Even if everyone did somehow manage to agree on a definition of “done”, when a disaster strikes, nobody’s going to want to hear (or even say) “But we were done testing!” when someone wants to know how that bug made it into production.

As the session continued, there were some in the room who shared stories of how they were increasing coverage with continuous testing, “shifting left”, utilizing cloud-based dev/test resources—and I hope these stories helped inspire some of those who knew the challenge ahead of them back home.

As I read back over this recap, I realize I’ve made it sound like the session was some fire and brimstone sermon meant to scare us all into fleeing back to our offices and never seeing free time or our families ever again, but that’s far from the case.

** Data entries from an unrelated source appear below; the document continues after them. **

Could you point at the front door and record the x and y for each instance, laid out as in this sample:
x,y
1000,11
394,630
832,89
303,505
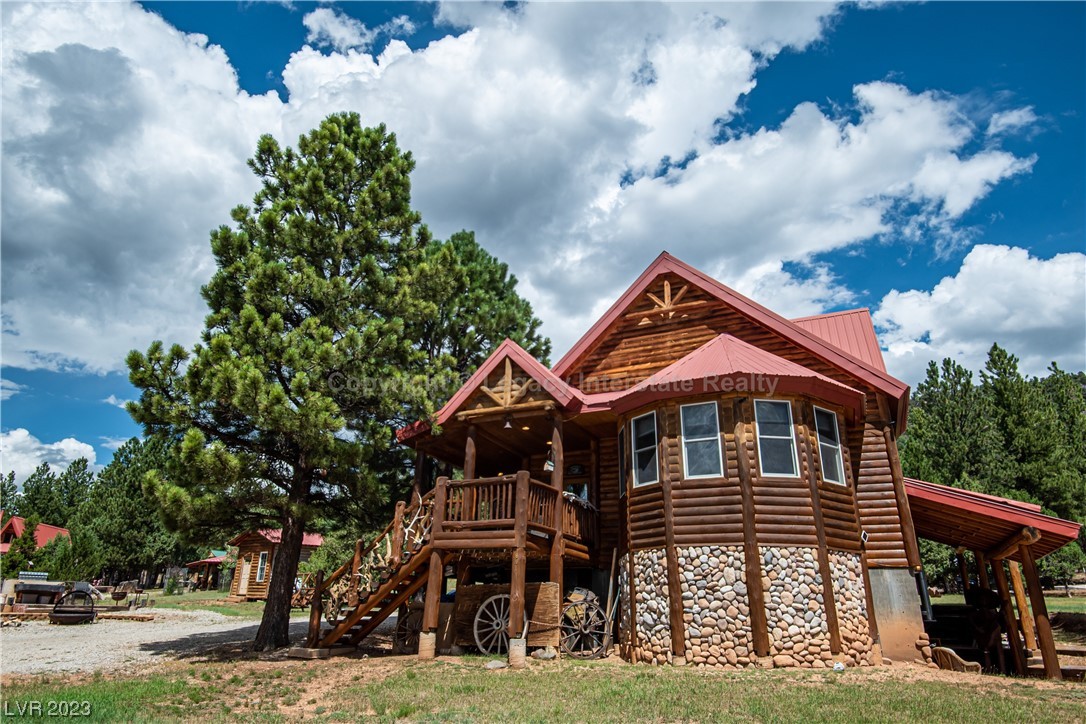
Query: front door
x,y
243,583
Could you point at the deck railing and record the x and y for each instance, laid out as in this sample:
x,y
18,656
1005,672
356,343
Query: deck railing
x,y
490,511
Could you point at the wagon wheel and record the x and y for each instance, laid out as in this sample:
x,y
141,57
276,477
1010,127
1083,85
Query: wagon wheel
x,y
408,627
492,624
583,630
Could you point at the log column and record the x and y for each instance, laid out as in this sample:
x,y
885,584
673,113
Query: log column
x,y
428,638
519,560
558,480
830,600
1024,619
1040,614
674,584
756,597
1012,630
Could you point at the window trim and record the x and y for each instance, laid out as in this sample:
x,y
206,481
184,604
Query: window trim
x,y
720,454
634,451
818,444
792,439
622,467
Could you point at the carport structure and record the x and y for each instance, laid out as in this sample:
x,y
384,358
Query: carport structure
x,y
996,530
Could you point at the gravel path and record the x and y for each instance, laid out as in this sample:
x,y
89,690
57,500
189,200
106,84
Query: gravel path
x,y
37,647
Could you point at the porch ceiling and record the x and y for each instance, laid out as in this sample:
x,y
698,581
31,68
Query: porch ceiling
x,y
982,522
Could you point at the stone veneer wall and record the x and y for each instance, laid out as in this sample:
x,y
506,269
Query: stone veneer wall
x,y
623,608
715,604
652,625
847,572
716,607
795,610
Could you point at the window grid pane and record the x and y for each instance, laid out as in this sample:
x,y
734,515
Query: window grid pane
x,y
825,423
645,466
777,444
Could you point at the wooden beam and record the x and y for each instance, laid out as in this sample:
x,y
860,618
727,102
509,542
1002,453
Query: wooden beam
x,y
1011,623
469,454
677,624
1040,614
830,600
908,531
756,596
517,582
499,413
982,570
1026,536
558,480
963,571
1025,620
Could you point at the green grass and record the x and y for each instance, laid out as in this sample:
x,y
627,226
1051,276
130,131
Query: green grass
x,y
1053,604
607,693
562,691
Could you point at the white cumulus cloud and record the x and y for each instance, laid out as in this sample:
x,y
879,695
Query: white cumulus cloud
x,y
21,452
551,129
1031,306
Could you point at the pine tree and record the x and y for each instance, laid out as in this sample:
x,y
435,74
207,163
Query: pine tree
x,y
9,496
283,410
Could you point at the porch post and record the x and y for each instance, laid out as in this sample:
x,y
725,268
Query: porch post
x,y
1024,619
519,560
1012,635
982,570
558,481
416,485
469,454
1040,614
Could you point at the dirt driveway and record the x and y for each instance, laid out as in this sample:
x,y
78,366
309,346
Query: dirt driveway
x,y
36,647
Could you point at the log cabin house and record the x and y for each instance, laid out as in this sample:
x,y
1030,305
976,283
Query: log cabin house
x,y
740,468
255,553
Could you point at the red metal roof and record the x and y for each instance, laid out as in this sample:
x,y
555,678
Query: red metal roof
x,y
275,535
42,534
727,364
850,331
879,379
563,393
981,522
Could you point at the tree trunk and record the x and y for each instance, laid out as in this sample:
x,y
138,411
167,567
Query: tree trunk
x,y
275,625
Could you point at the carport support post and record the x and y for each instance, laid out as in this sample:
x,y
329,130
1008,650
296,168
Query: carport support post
x,y
1012,635
1040,614
1031,639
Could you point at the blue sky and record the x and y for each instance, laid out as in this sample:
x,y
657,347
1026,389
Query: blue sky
x,y
925,161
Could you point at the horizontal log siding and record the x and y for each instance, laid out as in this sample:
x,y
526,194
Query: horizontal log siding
x,y
610,523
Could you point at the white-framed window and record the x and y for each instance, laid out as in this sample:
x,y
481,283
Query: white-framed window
x,y
829,446
621,462
262,567
646,468
701,441
777,440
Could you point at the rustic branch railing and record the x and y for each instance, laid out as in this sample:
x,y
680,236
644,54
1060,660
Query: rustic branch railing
x,y
405,535
490,504
580,520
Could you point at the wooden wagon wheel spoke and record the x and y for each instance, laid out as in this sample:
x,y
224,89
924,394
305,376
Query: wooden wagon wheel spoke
x,y
492,624
583,630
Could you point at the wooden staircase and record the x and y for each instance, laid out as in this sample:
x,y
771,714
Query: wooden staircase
x,y
373,584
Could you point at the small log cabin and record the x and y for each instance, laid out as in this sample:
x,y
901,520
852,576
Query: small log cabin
x,y
734,474
255,553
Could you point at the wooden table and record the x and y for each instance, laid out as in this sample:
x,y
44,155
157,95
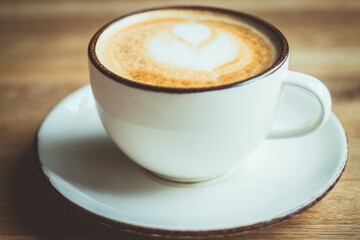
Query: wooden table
x,y
43,58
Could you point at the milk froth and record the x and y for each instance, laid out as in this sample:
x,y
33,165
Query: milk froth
x,y
182,48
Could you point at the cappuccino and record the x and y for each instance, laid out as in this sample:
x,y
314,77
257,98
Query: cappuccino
x,y
186,48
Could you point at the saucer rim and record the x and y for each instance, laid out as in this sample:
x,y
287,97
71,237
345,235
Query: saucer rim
x,y
162,232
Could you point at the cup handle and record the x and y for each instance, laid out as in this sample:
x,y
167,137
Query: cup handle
x,y
317,90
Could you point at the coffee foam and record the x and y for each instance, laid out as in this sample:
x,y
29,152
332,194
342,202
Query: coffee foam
x,y
186,48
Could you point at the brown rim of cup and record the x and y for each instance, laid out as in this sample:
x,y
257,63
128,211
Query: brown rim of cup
x,y
284,52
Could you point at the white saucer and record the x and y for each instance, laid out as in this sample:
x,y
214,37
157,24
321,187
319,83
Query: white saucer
x,y
282,178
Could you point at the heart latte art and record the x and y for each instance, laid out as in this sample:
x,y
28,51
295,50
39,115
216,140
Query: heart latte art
x,y
186,48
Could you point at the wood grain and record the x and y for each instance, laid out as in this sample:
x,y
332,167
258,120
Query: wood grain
x,y
43,59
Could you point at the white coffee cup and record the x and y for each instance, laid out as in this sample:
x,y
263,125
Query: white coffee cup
x,y
197,134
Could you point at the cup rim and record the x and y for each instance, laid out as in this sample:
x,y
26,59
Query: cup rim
x,y
284,52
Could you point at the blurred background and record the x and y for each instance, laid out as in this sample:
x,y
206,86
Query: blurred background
x,y
43,58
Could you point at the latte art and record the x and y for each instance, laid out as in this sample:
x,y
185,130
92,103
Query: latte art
x,y
186,49
194,49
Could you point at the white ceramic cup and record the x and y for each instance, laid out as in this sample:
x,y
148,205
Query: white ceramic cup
x,y
197,134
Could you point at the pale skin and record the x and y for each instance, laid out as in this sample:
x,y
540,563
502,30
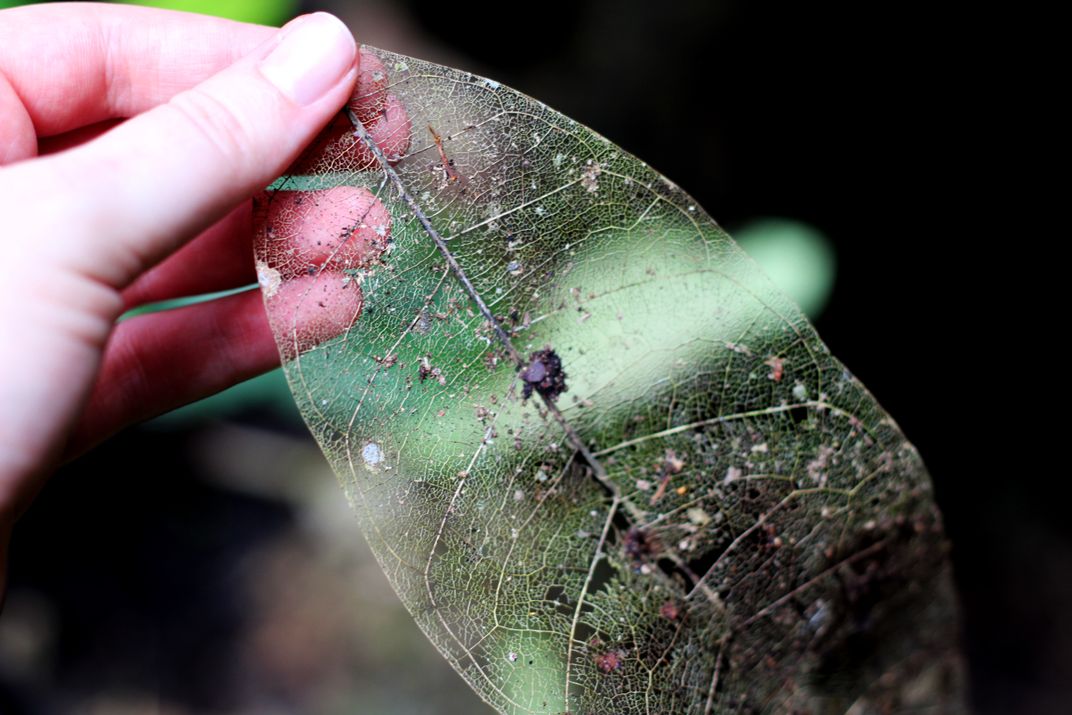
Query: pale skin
x,y
131,142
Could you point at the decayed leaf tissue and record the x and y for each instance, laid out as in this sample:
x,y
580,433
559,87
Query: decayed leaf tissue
x,y
605,463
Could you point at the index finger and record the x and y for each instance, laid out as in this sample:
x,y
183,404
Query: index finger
x,y
63,66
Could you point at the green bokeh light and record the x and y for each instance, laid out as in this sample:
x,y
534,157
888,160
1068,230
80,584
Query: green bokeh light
x,y
799,258
262,12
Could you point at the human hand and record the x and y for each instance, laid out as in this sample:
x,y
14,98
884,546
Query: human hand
x,y
128,132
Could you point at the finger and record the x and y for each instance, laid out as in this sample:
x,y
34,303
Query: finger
x,y
84,63
53,145
219,259
172,172
157,362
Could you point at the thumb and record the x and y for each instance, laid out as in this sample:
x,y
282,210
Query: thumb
x,y
132,196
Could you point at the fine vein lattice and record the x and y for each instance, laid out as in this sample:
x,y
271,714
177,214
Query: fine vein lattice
x,y
605,463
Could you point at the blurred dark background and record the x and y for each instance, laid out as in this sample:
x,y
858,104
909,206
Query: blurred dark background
x,y
206,563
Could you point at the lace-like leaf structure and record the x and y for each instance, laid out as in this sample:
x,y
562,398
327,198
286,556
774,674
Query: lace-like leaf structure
x,y
607,466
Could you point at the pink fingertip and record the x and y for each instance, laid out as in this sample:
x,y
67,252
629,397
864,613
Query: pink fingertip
x,y
307,311
330,229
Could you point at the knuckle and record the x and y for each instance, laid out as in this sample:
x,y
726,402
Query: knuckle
x,y
217,124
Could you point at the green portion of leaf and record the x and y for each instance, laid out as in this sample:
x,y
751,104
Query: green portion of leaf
x,y
714,517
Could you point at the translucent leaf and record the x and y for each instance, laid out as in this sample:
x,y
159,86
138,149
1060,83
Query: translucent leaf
x,y
605,463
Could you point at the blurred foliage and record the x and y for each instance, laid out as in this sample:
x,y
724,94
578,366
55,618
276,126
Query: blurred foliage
x,y
263,12
799,258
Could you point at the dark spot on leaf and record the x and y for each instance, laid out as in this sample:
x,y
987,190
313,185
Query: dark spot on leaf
x,y
545,375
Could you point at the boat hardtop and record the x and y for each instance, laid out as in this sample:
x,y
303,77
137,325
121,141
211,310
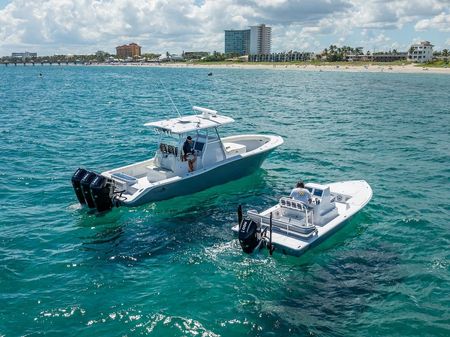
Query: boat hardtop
x,y
166,174
184,124
293,226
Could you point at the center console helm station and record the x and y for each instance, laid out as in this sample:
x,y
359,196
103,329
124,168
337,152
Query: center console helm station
x,y
167,175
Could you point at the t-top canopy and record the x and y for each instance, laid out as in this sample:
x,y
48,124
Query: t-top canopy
x,y
208,119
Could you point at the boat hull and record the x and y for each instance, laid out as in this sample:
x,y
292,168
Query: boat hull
x,y
361,194
201,180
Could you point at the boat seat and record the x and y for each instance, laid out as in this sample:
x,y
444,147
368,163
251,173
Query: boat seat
x,y
293,204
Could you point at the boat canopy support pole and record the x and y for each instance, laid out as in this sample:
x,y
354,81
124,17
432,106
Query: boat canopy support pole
x,y
270,235
221,144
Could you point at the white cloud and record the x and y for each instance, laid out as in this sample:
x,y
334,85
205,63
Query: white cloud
x,y
84,26
440,22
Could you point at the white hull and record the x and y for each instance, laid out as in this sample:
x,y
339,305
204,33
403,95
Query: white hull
x,y
349,198
154,184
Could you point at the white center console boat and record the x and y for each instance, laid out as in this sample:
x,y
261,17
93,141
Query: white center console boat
x,y
293,226
166,175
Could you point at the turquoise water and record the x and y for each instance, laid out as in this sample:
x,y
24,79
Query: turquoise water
x,y
173,268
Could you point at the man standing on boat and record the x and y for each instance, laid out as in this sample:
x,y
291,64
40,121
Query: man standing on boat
x,y
189,153
300,193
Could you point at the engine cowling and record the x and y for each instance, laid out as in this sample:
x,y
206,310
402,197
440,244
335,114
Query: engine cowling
x,y
249,235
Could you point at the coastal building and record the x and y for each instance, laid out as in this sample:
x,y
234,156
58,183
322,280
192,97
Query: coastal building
x,y
128,50
195,55
260,39
421,52
237,41
377,57
23,56
291,56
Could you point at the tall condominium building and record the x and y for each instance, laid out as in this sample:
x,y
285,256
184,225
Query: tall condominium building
x,y
130,50
25,55
237,42
260,39
421,52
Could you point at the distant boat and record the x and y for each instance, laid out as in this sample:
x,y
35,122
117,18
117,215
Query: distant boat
x,y
166,175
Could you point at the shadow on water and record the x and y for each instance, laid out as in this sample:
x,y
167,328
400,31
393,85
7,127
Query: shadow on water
x,y
165,227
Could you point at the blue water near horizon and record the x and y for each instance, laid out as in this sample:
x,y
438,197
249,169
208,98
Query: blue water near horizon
x,y
174,268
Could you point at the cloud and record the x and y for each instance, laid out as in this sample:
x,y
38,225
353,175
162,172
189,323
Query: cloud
x,y
84,26
440,22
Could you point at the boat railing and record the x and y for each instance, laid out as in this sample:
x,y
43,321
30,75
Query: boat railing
x,y
288,228
298,206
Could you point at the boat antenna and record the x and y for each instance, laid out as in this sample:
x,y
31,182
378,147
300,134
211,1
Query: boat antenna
x,y
170,97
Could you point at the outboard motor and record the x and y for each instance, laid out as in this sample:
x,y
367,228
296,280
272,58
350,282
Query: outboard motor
x,y
102,191
249,235
85,187
76,183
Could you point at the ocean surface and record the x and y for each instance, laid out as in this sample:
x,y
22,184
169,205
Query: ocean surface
x,y
174,268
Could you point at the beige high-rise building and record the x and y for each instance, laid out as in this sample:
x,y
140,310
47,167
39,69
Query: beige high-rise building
x,y
130,50
260,39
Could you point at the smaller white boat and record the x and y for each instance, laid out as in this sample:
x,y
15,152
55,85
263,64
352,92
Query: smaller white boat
x,y
292,226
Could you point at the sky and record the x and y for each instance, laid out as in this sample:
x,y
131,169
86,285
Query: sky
x,y
51,27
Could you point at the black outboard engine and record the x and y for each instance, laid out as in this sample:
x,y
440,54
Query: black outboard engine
x,y
249,235
85,187
102,190
76,183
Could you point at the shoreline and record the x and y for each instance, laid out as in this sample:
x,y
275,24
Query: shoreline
x,y
375,68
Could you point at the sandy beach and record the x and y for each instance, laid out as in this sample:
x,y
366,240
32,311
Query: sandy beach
x,y
375,68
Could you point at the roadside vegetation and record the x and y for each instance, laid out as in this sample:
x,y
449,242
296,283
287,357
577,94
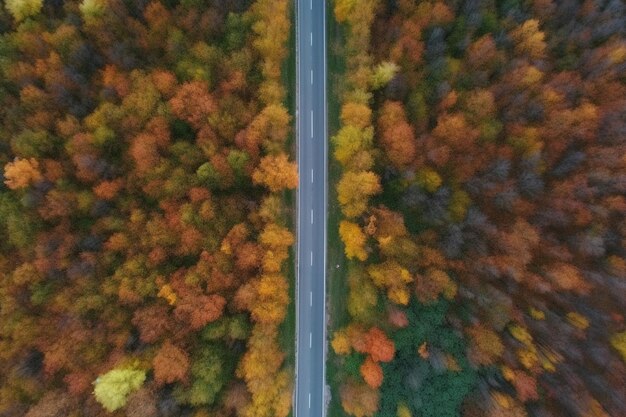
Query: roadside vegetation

Everyone got the message without being beaten over the head, it applied to every software industry in the world, there was loads of involvement from the audience, and Ariola almost managed to go the entire session without namedropping or pitching his own company’s wares a single time—something I’ve literally never seen done during a vendor presentation.

During the Q&A portion at the end, one attendee excitedly asked, pen and paper in hand, “Do you have any service virtualization, test automation, or continuous testing tools that you would recommend?”

And after a chuckle, he had no choice but to suggest Parasoft as a great option for her, and the laughter and applause from the crowd proved that he’d definitely earned the plug.